23 de outubro de 2015 | 02h05

As principais razões para as recentes saídas são a maior disposição de companhias e indivíduos de manter moedas estrangeiras, as ações de empresas que estão ajustando suas estruturas de dívidas em moeda estrangeira e aumentando os investimentos no exterior, disse Wang.

As reservas internacionais da China tiveram sua maior queda trimestral no período de julho a setembro, com o banco central aumentando a intervenção para estabilizar o yuan e acalmar a confiança após a desvalorização surpresa da moeda em 11 de agosto, que abalou os mercados globais.

Os bancos comerciais chineses tiveram vendas líquidas de 729,6 bilhões de yuans (US$ 114,6 bilhões) em nome de seus clientes em setembro, abaixo dos 807 bilhões de yuans (US$ 126,9 bilhões) de agosto, mas ainda mostrando sinais de saída de capital, segundo dados divulgados ontem.

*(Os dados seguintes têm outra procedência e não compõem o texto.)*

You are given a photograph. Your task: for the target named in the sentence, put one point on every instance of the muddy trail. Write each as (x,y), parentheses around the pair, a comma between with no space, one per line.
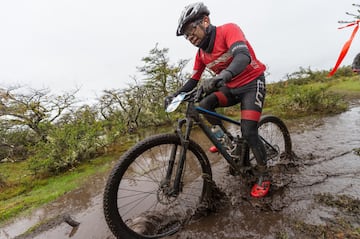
(316,194)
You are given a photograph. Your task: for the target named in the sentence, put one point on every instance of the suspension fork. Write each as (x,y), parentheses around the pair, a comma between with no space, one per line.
(184,140)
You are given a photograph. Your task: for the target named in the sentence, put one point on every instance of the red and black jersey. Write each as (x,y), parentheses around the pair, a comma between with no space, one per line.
(221,56)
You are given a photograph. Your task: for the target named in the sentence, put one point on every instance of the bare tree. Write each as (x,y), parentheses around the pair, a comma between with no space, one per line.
(35,109)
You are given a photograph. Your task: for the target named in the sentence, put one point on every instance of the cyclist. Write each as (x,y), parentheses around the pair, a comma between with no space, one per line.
(239,77)
(356,64)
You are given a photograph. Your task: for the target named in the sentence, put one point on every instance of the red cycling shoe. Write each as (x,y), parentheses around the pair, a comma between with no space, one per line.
(262,190)
(213,149)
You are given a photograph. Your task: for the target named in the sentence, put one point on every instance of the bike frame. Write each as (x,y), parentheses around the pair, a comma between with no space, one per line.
(193,115)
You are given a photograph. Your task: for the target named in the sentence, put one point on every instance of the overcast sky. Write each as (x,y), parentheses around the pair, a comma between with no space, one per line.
(97,45)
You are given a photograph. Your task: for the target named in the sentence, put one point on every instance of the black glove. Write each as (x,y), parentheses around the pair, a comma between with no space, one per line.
(168,100)
(212,84)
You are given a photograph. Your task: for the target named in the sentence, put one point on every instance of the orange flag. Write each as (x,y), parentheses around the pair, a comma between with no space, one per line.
(346,46)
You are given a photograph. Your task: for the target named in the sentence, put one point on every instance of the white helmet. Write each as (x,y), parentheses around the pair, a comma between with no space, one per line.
(191,13)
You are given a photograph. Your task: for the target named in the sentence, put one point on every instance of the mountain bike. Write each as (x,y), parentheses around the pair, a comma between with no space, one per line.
(158,184)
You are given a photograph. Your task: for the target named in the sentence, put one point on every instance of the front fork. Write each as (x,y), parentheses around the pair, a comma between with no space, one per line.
(184,140)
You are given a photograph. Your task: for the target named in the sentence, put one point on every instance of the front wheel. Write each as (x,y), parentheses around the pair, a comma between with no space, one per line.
(276,138)
(139,199)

Alguns investidores já estavam retirando recursos da China e de outros mercados emergentes bem antes da desvalorização com preocupações sobre a extensão da desaceleração econômica da China e uma possível alta dos juros nos Estados Unidos.

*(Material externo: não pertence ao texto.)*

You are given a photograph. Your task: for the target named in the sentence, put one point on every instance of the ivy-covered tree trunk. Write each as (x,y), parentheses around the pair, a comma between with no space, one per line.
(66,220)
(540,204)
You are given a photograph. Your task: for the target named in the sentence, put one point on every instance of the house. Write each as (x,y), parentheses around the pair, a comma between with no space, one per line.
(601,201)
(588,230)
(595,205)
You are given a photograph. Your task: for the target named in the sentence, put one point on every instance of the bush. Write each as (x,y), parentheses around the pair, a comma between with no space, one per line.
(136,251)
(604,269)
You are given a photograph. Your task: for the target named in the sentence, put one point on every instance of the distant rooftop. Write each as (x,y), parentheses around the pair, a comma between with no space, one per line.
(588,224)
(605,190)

Desafios. Para a agência de classificação de risco Moody's, a desaceleração da China e o aumento de seu risco de crédito são sintomas dos desafios que o país asiático enfrenta em meio ao reequilíbrio estrutural e se tornaram mais evidentes desde meados do ano. "Eventos recentes tenderam a ilustrar a escala da tarefa que se impõe às autoridades (chinesas) para administrar os ganhos e perdas de políticas envolvidos no reequilíbrio estrutural", disse Jenny Shi, diretora-gerente da Moody's, em comunicado.

Para a Moody's, o desafio do reequilíbrio implica executar a reestruturação econômica, reformas, liberalização dos mercados e a redução da tomada de crédito, com o objetivo de afastar os catalisadores de crescimento dos investimentos promovidos pelo Estado, sem sacrificar a estabilidade macroeconômica de curto prazo.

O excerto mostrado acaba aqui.